Parsley is one of the classics in the kitchen due to its characteristic aroma and numerous uses. The herb is offered either in pots or as seeds for growing your own in the garden or in tubs. Alternatively, parsley can be propagated using seeds that you have obtained yourself. Harvesting the seeds is unproblematic and allows the cultivation of a large number of parsley plants.
Gain parsley seeds
Of course, if you have decided to propagate by seed, you must first obtain the necessary seeds. For this you need to overwinter your Petroselinum crispum, because parsley seeds are available only from the second season. The reason: it is a biennial plant that produces a lot of greenery in the first year and flowers and seeds in the following. Over the winter, the above-ground greenery retreats into the survival buds to save energy. In spring, parsley sprouts again and forms flowers. After the flowering period, which lasts from June to July, the harvest is ready. The seeds can be identified because they are located on the umbels and completely replace the flowers.
This makes harvesting easier. Once you recognize the dark brown seeds, you can obtain them in the following way:
- locate ripe seeds
- collect them from the umbels
- hands are enough
- put them in a small container
After harvesting parsley seeds, the plants are removed from the bed and disposed of. For this purpose, a compost is very suitable. Parsley is inedible after flowering and therefore should not be used in the kitchen. Only the seeds can be used for propagation, consumption is not recommended. Since the seeds do not require stimulus for germination, you do not need to stratify them over the winter. However, it is necessary to dry them. To do this, they are stored in a place with sufficient fresh air until dry. Since this takes only a few days, you need to store the parsley seeds after that:
- Put seeds in bag
- material: paper, parchment paper
- close well
- store dry
- do not store warm
Since a parsley produces quite a lot of seeds depending on its size, in most cases you will have enough seeds for the coming season. Shelf life after drying is about three years.
Note: Do not consume the seeds of parsley. The apiol it contains is inedible in high amounts and toxic to humans, especially pregnant and debilitated individuals.
The harvest is followed by sowing in the spring. Due to the long germination period, Petroselinum crispum is pre-sown in pots as early as February or sown in the bed for propagation from March onwards at a soil temperature of 8°C. Growing soil is sufficient for the potted plants. Alternatively, you can sow parsley in August. Follow these steps when doing so:
- Soak seeds in water.
- Duration: 6 to 8 hours
- Loosen the bed
- Pull rows
- Row spacing: 15 cm
- planting depth: 2 to 3 cm
- sow in planting rows
- cover with soil
The outdoor specimens will subsequently germinate and can be pricked out after they are large enough. Potted plants are pre-germinated at a temperature of 20°C to 25°C in a bright but not sunny place. The substrate must also be kept moist, for which a cling film or mini-greenhouse is ideal.
Tip: Parsley plants are particularly good to grow as a row together with radishes, as they germinate and can be harvested much faster.
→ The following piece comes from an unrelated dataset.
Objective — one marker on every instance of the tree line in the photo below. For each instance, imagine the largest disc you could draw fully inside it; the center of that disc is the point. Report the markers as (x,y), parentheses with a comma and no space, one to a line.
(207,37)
This way, you don’t have to sacrifice space while you wait for your parsley seeds.
Cuttings offer an alternative to traditional sowing that is just as easy to do. If you already have a healthy specimen in the garden, the use of head cuttings is ideal, because after a short time a complete plant will grow from them. For this type of propagation, select only head cuttings of healthy parsley, which have a lush growth. These must have a length of five to ten centimeters and should not yet have formed flower buds. Likewise, the lowest pairs of leaves must be removed. Then proceed as follows:
- Prepare seedling pots
- Substrate: compost and sand
- put head cuttings into substrate
- moisten well
- place under plastic cover or foil
- location: 20°C to 25°C
- always keep moist
Once the head cuttings have formed more pairs of leaves, you can select them and move them to new pots for propagation. After that, they will have to wait out another winter before they can be planted outdoors.
Tip: Many gardeners wonder whether it is also possible to grow via cuttings, as the shoots of the umbelliferous plant are quite flexible. However, since there are no eyes on them, cuttings are not suitable for propagating the plant.